Red Moon's lycans have been living
in the world for centuries, but just like in the past (native American lycans,
including Geronimo, fought the U.S. government's aggressive takeover of the
American West), unrest, spurred by oppression, has settled into their ranks.
They are forced to take "Lupex," a silver-laced medication to
suppress their transformation. They endure mandatory blood tests. Politicians
want the lycans' names and personal information placed in a database. They live
in their own neighborhoods and have limited job opportunities.

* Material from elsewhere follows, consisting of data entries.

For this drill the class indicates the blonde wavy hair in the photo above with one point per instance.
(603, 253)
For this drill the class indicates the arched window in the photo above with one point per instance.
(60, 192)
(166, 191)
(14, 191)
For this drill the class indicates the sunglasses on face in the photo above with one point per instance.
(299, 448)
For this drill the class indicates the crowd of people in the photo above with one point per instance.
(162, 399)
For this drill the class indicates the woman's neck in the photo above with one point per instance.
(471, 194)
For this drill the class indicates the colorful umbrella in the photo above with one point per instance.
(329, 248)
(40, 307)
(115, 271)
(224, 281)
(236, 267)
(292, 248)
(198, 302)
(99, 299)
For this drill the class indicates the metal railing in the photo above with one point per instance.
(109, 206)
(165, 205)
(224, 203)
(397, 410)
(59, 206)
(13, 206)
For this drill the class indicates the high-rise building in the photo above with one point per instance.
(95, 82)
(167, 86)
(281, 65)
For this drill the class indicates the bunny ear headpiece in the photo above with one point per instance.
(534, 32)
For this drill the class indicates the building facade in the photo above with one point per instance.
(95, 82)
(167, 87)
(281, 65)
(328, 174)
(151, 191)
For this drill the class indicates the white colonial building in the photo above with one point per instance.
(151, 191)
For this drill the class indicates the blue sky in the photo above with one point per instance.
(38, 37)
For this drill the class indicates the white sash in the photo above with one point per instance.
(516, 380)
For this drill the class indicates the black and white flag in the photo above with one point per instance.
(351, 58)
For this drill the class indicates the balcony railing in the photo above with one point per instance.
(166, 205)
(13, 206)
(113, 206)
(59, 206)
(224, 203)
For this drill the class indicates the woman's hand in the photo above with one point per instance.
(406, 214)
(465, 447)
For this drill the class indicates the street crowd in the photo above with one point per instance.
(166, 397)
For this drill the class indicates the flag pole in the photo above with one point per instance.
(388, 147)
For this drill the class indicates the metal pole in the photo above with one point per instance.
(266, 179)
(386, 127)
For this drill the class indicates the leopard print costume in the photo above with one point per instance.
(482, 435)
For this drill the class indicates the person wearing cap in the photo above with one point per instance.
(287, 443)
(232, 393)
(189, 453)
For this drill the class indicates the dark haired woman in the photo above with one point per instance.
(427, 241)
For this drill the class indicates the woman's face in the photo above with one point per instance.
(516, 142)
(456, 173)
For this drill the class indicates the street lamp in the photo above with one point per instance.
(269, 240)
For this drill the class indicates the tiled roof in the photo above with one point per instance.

Red Moon's message certainly sounds
familiar and historically relevant. "We're the revolution...We're the
leather-fringe revolutionaries fighting against the blood-coat British. We're
the blacks boycotting the buses in Montgomery. We're the fist-pumping
protestors who took over Tahrir Square."
And Red
Moon's story is a re-digested version of current events. Lycan terrorists
aim planes at buildings, IEDs blow up the innocent, and America is involved in
a drawn-out war that some call an occupation.
That
conflict is taking place in the Lupine Republic, homeland for 5.5 million of
the infected. They share their land with 64,000 American military personnel.
Like the oil on which we're so dependent, the republic's uranium mines are one
of the reasons the U.S. keeps its troops there. The republic's 20,000 square
miles border Finland and Russia. It's "a wintry ruined mantle of a country
with a hot, poisonous core."
Amidst
all this alternate history and the intricately detailed epidemiology of the
prion which causes the lycanthropy lies the story of men and woman, infected
and not, struggling to live in a world spiraling into jaded cruelty and marred
by destructive power plays: Patrick Gamble, a disaffected youth who joins the
military after his father goes missing in the Lupine Republic; Claire
Forrester, a young lycan who goes on the run after her parents are killed by
federal agents; and Chase Williams, a politician who wants to use the lycans as
stepping stones to the American presidency.
Red Moon can be read for its
entertainment value. Take a political message from it if you like. As one
character says: "Make yourself heard. Howl."